As Malala grew up he says: ‘We became dependent on each other, like one soul in two bodies.’ Ziauddin conquered his courage and his stammer and defied the Taliban with his activism, while the younger Malala blogged about her life in the valley, anonymously for the BBC, each of them fiery and passionate about standing up to the Taliban.


What sticks with me are the clips of Malala and her father walking through the streets of their town together, devastated and demoralised by daily shootings in the central square, the schools and houses demolished by bombs, the searing silhouettes of Taliban warriors slung with guns and ammunition etched against the burning sky. And Malala as a toddler crawling on the floor of her father’s school, absorbing education as if by osmosis, or years later them slumped together in the back of a car or taxi exhausted on their joint travels across the world. And how Malala’s first words on regaining consciousness in Birmingham were, ‘Where is my father?’

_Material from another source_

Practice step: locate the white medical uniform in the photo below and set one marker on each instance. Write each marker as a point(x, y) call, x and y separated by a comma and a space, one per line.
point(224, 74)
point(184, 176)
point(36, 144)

Seeing Ziauddin’s proud, wistful smile and twinkling eyes when he speaks of his daughter, you cannot deny their bond. But there is no doubt Malala has also paid a heavy price for her fame, which still comes with homework, she adds playfully. She would give anything to see the Swat Valley again, despite Taliban vows to kill her if she returns. ‘When I think of home I miss the dirty streets, I miss the river, I miss my friends. I just want to see that house just once.’ But for all that her life has been turned upside down, when asked if she has ever felt bitter about what happened, she says: ‘Never.’